Consiglio comunale di Isola di Capo Rizzuto acceso sul DUP
Le minoranze evidenziano criticità formali e assenza di confronto
Isola di Capo Rizzuto - I lavori del Consiglio comunale del 17 aprile hanno visto un acceso confronto sull’approvazione del Documento Unico di Programmazione (DUP). I consiglieri di opposizione Maurizio Piscitelli, Francesca Iannone (Forza Italia) e Teresa Verterame (Isola Prima di Tutto ) hanno sollevato rilievi netti, denunciando criticità formali nel documento e la mancanza di un confronto preventivo con le forze di minoranza sulla destinazione delle risorse.
Come forza di opposizione abbiamo puntato il dito su una serie di problemi pratici che, a nostro avviso, il DUP non affronterebbe adeguatamente. Tra le questioni segnalate: le condizioni pessime delle strade piene di buche che stanno causando danni e disagi alla popolazione; il completamento incerto della Casa della Comunità entro la scadenza del 30 giugno; situazioni di degrado in aree sensibili come Punta Faro che sta franando.
Abbiamo inoltre evidenziato l’assenza di interventi mirati per la stagione estiva, la carenza di investimenti nel settore turistico e il mancato rafforzamento del personale comunale. È stato sottolineato come il ritardo nell’approvazione del DUP e del bilancio sta mantenendo l’ente in esercizio provvisorio, limitando la capacità amministrativa e la possibilità di avviare progetti e spese programmate.
Nel corso dell’assise il consigliere Piscitelli ha rivolto gli auguri di buon lavoro al neo consigliere provinciale Antonio Ranieri, aprendo una riflessione sugli equilibri politici all’interno del Consiglio comunale. Su questo punto non si è sviluppato un confronto approfondito da parte della maggioranza, ma il passaggio ha richiamato l’attenzione sulle possibili ricadute politiche future.
Il sindaco e i rappresentanti della maggioranza hanno fornito rassicurazioni sulle criticità sollevate, annunciando impegni per affrontare le emergenze segnalate.

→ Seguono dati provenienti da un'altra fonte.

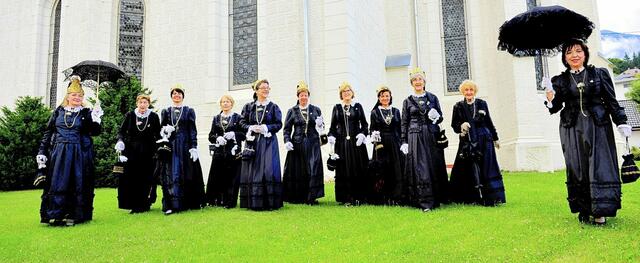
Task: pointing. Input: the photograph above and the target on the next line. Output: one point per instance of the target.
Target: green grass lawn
(534, 225)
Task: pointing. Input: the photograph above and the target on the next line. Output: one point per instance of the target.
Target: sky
(621, 16)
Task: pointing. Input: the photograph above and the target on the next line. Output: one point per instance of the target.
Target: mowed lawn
(535, 225)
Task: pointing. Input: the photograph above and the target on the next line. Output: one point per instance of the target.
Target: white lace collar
(72, 109)
(577, 70)
(420, 95)
(343, 104)
(142, 115)
(264, 103)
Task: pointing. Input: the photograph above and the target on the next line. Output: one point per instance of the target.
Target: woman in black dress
(475, 177)
(137, 145)
(347, 135)
(226, 135)
(260, 181)
(586, 96)
(389, 161)
(67, 148)
(424, 182)
(303, 177)
(181, 176)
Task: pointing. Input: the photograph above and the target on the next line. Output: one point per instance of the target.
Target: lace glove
(96, 113)
(433, 115)
(550, 92)
(41, 160)
(404, 148)
(624, 130)
(230, 135)
(288, 146)
(375, 136)
(331, 140)
(119, 146)
(221, 141)
(194, 154)
(319, 125)
(360, 139)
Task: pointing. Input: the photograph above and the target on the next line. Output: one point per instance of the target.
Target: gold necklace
(74, 118)
(580, 87)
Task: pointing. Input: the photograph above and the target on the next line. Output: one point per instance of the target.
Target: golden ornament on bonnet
(302, 87)
(75, 86)
(416, 72)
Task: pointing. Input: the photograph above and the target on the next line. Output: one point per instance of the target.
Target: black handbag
(441, 139)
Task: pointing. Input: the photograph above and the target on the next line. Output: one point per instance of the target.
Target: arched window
(131, 37)
(53, 54)
(537, 59)
(243, 20)
(454, 38)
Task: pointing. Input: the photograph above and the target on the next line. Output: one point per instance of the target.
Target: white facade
(187, 42)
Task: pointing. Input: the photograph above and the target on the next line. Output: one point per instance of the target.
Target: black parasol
(542, 31)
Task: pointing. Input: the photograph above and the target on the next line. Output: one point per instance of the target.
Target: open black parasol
(542, 31)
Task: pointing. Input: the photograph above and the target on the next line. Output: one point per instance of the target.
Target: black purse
(441, 139)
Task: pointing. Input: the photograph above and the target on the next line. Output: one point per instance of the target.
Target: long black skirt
(303, 177)
(593, 178)
(351, 178)
(465, 187)
(136, 187)
(224, 182)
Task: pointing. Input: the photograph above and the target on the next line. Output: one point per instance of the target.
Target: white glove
(41, 160)
(375, 136)
(320, 125)
(465, 126)
(288, 146)
(221, 141)
(234, 149)
(624, 130)
(119, 146)
(194, 154)
(433, 115)
(96, 113)
(230, 135)
(404, 148)
(360, 139)
(549, 91)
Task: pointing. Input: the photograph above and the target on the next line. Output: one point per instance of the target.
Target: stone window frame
(242, 86)
(454, 90)
(53, 53)
(120, 41)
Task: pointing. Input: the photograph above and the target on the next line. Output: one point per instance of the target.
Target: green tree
(20, 133)
(116, 100)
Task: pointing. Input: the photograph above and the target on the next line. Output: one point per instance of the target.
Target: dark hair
(179, 90)
(570, 44)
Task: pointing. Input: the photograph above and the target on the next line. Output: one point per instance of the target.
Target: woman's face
(384, 98)
(263, 90)
(469, 93)
(303, 98)
(75, 99)
(418, 83)
(226, 104)
(176, 97)
(142, 104)
(575, 57)
(347, 94)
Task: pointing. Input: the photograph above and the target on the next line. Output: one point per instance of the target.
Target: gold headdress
(75, 86)
(416, 72)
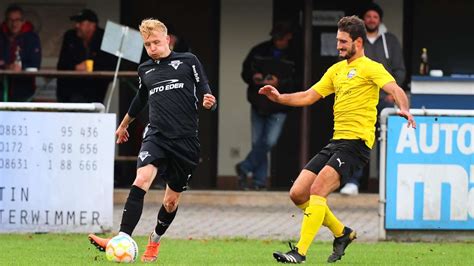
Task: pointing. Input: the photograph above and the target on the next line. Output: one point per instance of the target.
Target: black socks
(132, 210)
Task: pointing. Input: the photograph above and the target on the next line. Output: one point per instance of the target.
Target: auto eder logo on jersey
(175, 64)
(166, 85)
(351, 73)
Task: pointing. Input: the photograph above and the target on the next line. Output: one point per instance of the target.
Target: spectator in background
(20, 49)
(268, 63)
(80, 44)
(383, 47)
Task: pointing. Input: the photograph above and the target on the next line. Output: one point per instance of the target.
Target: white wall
(244, 23)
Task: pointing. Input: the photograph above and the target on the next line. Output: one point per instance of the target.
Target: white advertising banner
(56, 171)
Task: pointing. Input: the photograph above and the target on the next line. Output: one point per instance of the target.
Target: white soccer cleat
(350, 189)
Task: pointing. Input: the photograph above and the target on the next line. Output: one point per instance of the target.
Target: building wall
(393, 16)
(51, 19)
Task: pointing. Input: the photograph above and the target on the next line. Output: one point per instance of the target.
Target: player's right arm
(297, 99)
(138, 103)
(121, 132)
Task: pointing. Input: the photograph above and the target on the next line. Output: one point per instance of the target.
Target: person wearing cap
(20, 49)
(80, 44)
(268, 63)
(383, 47)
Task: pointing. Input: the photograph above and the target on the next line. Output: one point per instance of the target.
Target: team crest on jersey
(175, 64)
(351, 73)
(143, 155)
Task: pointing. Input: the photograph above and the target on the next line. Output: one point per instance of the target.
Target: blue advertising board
(430, 173)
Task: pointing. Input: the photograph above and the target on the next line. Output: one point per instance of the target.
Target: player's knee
(142, 181)
(297, 197)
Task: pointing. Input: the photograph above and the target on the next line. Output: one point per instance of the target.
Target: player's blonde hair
(150, 24)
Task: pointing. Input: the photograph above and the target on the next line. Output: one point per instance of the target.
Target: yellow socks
(303, 206)
(312, 221)
(331, 222)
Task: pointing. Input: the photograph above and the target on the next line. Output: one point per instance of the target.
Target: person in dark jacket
(268, 63)
(382, 47)
(80, 44)
(20, 49)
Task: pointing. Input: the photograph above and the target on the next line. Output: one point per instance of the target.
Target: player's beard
(349, 53)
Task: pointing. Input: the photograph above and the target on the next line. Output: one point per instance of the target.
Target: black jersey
(171, 86)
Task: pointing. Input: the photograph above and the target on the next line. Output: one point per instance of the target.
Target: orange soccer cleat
(99, 242)
(151, 252)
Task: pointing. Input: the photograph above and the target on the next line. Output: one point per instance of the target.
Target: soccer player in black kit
(170, 83)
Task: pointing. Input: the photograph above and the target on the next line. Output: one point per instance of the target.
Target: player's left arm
(202, 84)
(401, 100)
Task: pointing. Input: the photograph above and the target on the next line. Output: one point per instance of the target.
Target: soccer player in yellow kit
(355, 81)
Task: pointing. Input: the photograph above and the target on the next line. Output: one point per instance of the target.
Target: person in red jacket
(20, 49)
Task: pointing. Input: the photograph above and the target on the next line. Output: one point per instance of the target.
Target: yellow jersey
(356, 87)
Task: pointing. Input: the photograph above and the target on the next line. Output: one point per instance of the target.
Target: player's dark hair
(352, 25)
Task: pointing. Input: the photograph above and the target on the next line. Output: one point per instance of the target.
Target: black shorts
(176, 159)
(345, 156)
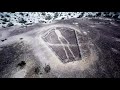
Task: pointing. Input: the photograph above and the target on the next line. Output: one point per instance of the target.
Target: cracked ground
(73, 48)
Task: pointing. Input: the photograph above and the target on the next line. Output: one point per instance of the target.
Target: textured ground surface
(8, 19)
(67, 48)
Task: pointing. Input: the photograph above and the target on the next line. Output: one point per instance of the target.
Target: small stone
(21, 64)
(37, 70)
(47, 68)
(10, 24)
(21, 38)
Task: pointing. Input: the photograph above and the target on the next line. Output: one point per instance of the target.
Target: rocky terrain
(71, 48)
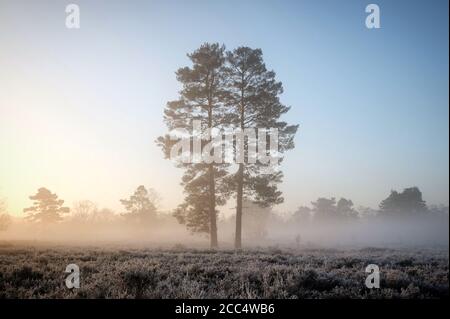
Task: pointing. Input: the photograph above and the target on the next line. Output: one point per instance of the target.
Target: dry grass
(38, 272)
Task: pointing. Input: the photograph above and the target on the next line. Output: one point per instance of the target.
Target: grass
(38, 272)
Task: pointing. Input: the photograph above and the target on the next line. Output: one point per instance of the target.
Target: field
(38, 272)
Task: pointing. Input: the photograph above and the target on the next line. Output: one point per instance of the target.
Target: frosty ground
(36, 271)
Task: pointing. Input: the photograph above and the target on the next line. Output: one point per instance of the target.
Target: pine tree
(47, 208)
(201, 99)
(141, 206)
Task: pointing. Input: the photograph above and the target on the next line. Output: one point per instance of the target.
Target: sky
(80, 108)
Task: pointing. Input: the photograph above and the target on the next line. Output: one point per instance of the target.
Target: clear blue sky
(80, 109)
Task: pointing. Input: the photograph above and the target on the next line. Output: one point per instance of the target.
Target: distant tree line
(406, 204)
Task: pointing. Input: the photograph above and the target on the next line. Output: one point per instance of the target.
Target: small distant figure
(298, 240)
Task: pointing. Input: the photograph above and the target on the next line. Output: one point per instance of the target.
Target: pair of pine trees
(225, 89)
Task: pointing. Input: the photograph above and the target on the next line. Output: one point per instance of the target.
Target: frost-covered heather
(27, 272)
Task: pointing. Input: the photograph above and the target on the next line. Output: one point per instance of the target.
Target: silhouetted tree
(408, 202)
(302, 214)
(344, 208)
(5, 219)
(254, 97)
(83, 211)
(324, 208)
(201, 99)
(47, 208)
(142, 205)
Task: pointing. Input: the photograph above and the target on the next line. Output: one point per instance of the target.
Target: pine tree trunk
(240, 181)
(238, 234)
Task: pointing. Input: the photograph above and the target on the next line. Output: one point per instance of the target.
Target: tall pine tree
(201, 99)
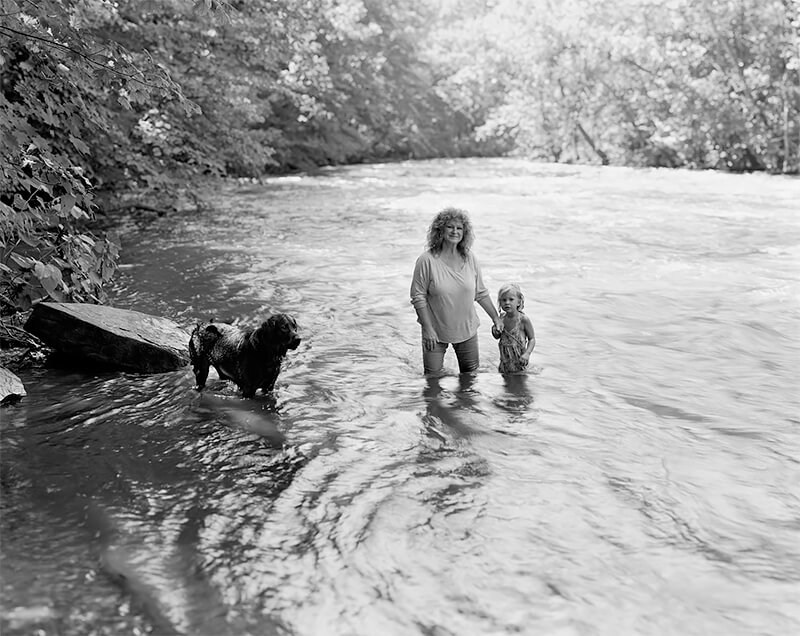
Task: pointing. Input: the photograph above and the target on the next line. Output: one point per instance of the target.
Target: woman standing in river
(447, 283)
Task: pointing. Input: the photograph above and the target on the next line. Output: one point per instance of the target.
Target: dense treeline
(99, 99)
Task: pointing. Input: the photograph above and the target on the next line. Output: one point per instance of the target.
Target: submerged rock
(11, 387)
(111, 337)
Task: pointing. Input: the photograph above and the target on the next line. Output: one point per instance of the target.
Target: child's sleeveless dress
(512, 343)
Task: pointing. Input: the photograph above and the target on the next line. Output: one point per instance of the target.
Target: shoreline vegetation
(111, 109)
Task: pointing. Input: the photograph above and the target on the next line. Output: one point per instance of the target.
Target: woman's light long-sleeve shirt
(450, 295)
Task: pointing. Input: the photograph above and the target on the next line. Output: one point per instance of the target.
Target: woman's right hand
(429, 339)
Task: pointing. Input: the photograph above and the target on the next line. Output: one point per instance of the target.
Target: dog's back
(250, 358)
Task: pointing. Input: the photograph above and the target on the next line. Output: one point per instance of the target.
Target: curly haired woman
(447, 283)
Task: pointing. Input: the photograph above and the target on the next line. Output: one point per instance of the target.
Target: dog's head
(281, 331)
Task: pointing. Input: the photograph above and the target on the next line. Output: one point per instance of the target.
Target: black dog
(250, 358)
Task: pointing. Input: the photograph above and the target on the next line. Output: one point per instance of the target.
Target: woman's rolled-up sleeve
(480, 289)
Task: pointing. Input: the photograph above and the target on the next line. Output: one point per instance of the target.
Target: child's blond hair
(512, 287)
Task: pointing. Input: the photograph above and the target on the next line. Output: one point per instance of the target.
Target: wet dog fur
(250, 358)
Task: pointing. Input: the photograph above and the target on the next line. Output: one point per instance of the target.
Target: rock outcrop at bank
(110, 337)
(11, 387)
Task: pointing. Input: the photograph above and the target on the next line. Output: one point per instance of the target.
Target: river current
(642, 478)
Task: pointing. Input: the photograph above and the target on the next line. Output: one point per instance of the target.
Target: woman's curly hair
(437, 230)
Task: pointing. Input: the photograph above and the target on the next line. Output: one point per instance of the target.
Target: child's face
(508, 302)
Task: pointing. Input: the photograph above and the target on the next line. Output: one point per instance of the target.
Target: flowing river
(642, 478)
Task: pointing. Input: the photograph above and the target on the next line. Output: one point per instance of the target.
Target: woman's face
(453, 232)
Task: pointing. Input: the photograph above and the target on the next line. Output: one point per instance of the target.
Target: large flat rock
(119, 338)
(11, 388)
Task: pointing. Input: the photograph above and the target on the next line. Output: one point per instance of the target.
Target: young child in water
(517, 339)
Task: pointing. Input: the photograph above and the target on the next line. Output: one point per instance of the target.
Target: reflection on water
(640, 479)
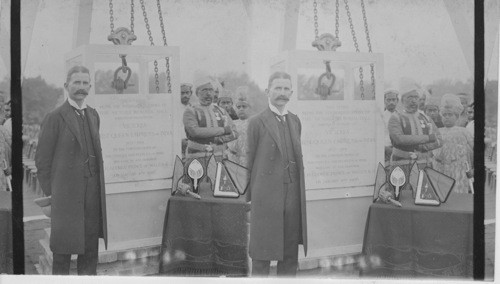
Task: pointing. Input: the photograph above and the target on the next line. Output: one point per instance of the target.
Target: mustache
(81, 92)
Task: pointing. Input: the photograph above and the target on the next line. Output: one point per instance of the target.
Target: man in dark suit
(277, 188)
(70, 170)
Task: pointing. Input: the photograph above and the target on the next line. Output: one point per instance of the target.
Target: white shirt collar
(75, 105)
(276, 111)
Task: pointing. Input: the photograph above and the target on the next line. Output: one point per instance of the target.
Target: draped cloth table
(205, 237)
(420, 241)
(6, 260)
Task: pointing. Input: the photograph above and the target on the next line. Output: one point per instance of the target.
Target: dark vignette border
(479, 107)
(17, 143)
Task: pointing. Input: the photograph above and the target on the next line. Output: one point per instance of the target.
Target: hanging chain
(337, 19)
(167, 60)
(111, 18)
(355, 40)
(132, 16)
(315, 5)
(148, 29)
(372, 66)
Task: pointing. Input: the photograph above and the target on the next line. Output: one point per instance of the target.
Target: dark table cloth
(420, 241)
(6, 260)
(205, 237)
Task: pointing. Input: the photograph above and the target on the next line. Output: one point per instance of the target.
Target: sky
(217, 36)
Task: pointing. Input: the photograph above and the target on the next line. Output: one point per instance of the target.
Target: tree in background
(39, 98)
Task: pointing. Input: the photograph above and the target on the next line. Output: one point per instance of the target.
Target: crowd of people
(419, 128)
(435, 132)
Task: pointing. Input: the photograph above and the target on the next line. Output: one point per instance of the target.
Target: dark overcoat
(59, 160)
(266, 184)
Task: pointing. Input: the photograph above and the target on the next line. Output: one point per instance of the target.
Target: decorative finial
(122, 36)
(327, 42)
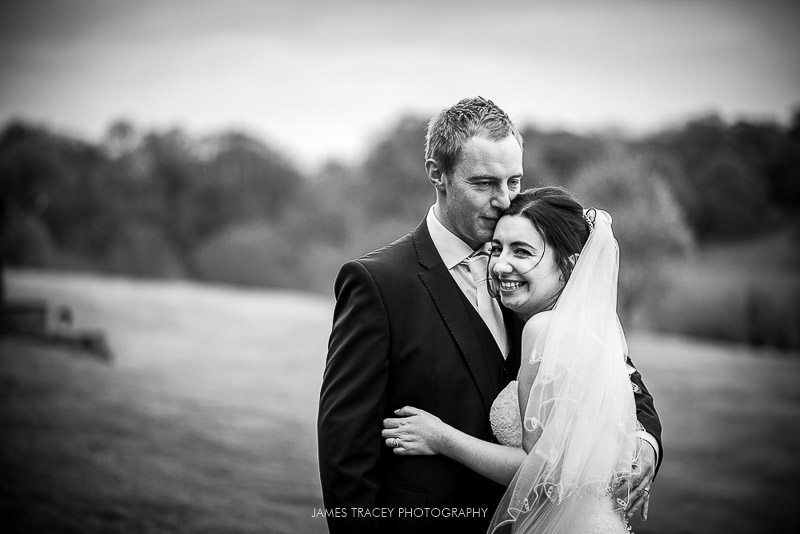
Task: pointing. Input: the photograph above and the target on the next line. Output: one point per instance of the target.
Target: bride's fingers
(392, 423)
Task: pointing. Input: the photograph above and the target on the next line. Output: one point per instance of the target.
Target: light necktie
(488, 308)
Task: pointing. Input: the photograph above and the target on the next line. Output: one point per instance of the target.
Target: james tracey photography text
(403, 513)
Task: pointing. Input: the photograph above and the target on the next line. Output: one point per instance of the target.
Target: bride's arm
(421, 433)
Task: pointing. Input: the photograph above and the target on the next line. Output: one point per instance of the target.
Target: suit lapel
(449, 301)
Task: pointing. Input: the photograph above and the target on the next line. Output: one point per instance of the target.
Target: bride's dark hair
(556, 214)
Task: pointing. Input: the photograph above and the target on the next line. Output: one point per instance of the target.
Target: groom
(412, 327)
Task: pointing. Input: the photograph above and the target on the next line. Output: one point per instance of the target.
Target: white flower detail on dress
(504, 417)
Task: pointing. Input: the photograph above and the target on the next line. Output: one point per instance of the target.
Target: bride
(567, 426)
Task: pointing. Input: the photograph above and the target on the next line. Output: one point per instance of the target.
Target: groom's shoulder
(392, 256)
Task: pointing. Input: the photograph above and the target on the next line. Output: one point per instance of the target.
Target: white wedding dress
(594, 514)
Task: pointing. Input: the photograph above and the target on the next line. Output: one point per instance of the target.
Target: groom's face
(480, 187)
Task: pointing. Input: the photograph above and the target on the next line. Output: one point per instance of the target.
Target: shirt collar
(452, 249)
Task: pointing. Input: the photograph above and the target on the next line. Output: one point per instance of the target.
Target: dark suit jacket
(404, 335)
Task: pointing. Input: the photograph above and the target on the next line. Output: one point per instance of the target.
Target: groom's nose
(501, 199)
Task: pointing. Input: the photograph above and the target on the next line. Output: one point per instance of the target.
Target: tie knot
(478, 263)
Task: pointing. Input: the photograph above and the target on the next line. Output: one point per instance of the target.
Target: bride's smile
(523, 267)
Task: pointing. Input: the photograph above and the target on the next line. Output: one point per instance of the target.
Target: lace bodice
(504, 417)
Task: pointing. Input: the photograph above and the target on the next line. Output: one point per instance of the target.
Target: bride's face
(523, 267)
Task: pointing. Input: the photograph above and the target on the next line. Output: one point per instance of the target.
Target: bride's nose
(501, 266)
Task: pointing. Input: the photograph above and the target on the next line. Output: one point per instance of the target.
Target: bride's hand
(414, 432)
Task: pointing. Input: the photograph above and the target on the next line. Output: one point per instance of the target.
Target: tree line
(228, 208)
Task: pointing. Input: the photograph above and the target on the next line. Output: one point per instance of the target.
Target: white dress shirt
(454, 252)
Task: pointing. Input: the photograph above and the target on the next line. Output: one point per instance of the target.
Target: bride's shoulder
(537, 324)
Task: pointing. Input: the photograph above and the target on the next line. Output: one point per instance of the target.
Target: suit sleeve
(352, 399)
(645, 409)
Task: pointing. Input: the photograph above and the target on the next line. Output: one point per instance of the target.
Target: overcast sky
(322, 78)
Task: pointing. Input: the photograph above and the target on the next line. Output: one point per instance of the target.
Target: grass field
(205, 421)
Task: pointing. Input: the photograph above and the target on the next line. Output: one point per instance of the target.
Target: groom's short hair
(453, 126)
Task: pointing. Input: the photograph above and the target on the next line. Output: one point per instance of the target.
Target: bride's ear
(573, 260)
(435, 175)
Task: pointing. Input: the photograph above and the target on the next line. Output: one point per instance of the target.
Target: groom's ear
(435, 174)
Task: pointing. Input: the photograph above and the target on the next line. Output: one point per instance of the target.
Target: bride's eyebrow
(524, 244)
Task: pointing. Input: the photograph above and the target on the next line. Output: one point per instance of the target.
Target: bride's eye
(522, 253)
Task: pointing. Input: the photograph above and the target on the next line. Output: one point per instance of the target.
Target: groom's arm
(646, 413)
(352, 399)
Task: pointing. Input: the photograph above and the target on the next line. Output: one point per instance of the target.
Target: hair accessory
(590, 215)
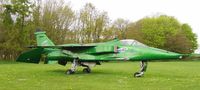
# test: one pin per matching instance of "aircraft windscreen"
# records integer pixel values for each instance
(131, 42)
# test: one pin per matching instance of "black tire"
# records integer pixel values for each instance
(69, 71)
(136, 74)
(87, 70)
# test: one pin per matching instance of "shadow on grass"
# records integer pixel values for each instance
(9, 62)
(79, 72)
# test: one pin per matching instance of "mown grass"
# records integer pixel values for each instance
(108, 76)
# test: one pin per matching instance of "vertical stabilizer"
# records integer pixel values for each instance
(42, 39)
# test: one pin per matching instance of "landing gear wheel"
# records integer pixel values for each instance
(87, 70)
(69, 71)
(138, 74)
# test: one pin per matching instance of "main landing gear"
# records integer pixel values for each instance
(143, 66)
(75, 63)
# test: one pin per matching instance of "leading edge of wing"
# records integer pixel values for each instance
(65, 47)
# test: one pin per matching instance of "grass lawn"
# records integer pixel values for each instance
(108, 76)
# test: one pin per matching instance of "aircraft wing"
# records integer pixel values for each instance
(70, 48)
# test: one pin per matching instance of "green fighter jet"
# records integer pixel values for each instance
(88, 55)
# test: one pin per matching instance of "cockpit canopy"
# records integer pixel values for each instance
(131, 42)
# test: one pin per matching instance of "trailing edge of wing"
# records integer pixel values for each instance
(65, 47)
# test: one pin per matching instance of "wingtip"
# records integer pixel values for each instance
(38, 30)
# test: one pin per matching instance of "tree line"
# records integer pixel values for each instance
(20, 18)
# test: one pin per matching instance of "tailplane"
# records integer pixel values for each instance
(42, 39)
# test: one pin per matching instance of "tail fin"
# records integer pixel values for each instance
(42, 39)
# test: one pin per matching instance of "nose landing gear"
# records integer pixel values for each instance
(143, 69)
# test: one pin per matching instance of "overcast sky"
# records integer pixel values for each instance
(186, 11)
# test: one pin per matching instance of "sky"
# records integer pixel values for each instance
(186, 11)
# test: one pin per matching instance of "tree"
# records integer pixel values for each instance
(121, 26)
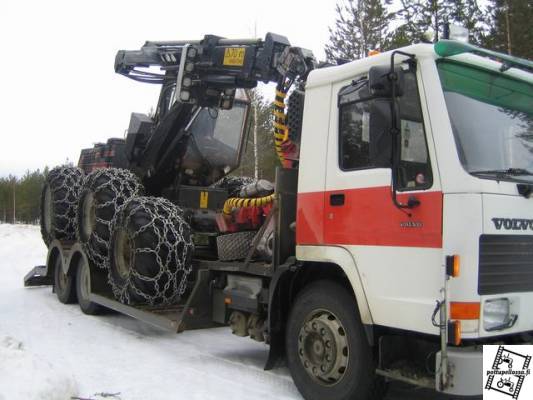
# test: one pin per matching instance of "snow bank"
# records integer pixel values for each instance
(25, 376)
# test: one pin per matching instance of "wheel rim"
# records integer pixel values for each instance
(89, 215)
(323, 347)
(85, 281)
(47, 209)
(122, 252)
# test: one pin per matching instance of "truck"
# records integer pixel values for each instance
(396, 240)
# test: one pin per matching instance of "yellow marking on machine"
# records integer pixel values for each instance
(234, 56)
(204, 199)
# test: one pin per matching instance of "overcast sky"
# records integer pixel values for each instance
(58, 89)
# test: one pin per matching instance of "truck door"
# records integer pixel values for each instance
(388, 243)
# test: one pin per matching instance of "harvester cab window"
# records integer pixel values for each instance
(354, 133)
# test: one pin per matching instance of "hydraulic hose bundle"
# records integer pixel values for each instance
(282, 143)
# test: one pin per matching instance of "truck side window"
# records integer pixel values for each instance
(354, 137)
(354, 133)
(415, 168)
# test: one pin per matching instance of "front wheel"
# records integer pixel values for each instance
(327, 350)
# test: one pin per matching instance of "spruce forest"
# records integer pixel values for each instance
(360, 26)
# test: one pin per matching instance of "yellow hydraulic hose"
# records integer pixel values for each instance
(236, 202)
(281, 130)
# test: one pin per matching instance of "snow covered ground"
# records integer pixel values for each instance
(51, 351)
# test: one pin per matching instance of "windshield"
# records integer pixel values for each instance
(492, 120)
(217, 136)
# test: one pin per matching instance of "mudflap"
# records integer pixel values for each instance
(38, 277)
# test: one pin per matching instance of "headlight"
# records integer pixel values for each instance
(497, 315)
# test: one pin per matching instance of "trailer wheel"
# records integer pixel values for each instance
(83, 289)
(151, 252)
(63, 284)
(58, 203)
(327, 351)
(234, 246)
(103, 192)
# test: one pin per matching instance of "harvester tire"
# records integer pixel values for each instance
(151, 252)
(59, 199)
(234, 246)
(103, 193)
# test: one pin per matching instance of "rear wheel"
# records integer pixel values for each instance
(83, 289)
(103, 192)
(63, 284)
(327, 350)
(235, 246)
(58, 203)
(151, 252)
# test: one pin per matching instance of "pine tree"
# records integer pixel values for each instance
(510, 32)
(420, 17)
(264, 158)
(360, 26)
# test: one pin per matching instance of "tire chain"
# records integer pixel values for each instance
(125, 185)
(167, 224)
(68, 179)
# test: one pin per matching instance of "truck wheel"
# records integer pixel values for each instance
(58, 203)
(63, 284)
(327, 351)
(234, 246)
(151, 252)
(83, 289)
(103, 192)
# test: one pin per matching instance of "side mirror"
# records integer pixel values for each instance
(380, 124)
(380, 81)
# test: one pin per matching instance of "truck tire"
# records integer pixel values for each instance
(327, 350)
(234, 246)
(103, 192)
(151, 252)
(83, 288)
(63, 284)
(59, 198)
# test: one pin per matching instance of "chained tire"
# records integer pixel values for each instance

Come consiglieri di minoranza abbiamo ribadito il nostro ruolo di controllo, definendo la nostra azione come un’opposizione attenta e costruttiva nell’interesse della comunità e annunciando che continueremo a vigilare su quanto necessita alla città.
Nel corso dei lavori abbiamo assistito ad un intervento come Capo di un gruppo politico del Presidente del Consiglio Luigi Rizzo che ha agito senza tener conto del suo ruolo di neutralità e imparzialità nei confronti dell’intero consiglio comunale; lo stesso ha invitato l’assessore Pagliuso a dare risposte ai rilievi in materia di Bilancio al fine di " non fare passare un messaggio diverso sull'azione amministrativa della maggioranza”. Dal ruolo di garante a ruolo di parte ed operativo.
La seduta ha messo in evidenza che la città si trova in uno stato di disorientamento totale, degrado sociale, navigazione a vista senza una rotta ben precisa. Le prossime settimane saranno decisive per verificare se le rassicurazioni fornite in aula si tradurranno in atti amministrativi tempestivi e trasparenti, anche se abbiamo poche speranze ormai visto che vengono attuati interventi che non danno soluzioni strutturali e durature.
Da parte della maggioranza, il sindaco in seria difficoltà come sempre, ha cercato di sopperire alle mancate risposte dei suoi assessori e consiglieri. Tutto come sempre approssimativo.
In particolare sulla situazione di Punta Faro, dove la strada risulta esser stata transennata già dopo pochi mesi dalla fine dei lavori, singolare e sorprendente politicamente è stata la risposta del sindaco : “abbiamo messo del bitume visto che si è abbassato il tratto di strada franato, se necessario chiameremo ai danni la ditta che li ha effettuati”.
Risulta curioso però questo ultimo passaggio perché lei e la sua maggioranza hanno fatto del lungomare Torre Vecchia franato il loro cavallo di battaglia dicendone di cotte e di crude. Oggi noi dovremmo dire le stesse parole da loro pronunciate sul lungomare anche per i lavori franati a Punta Faro? Vale il detto: “se sputi in cielo in faccia ritorna.
I consiglieri comunali e il gruppo dirigente.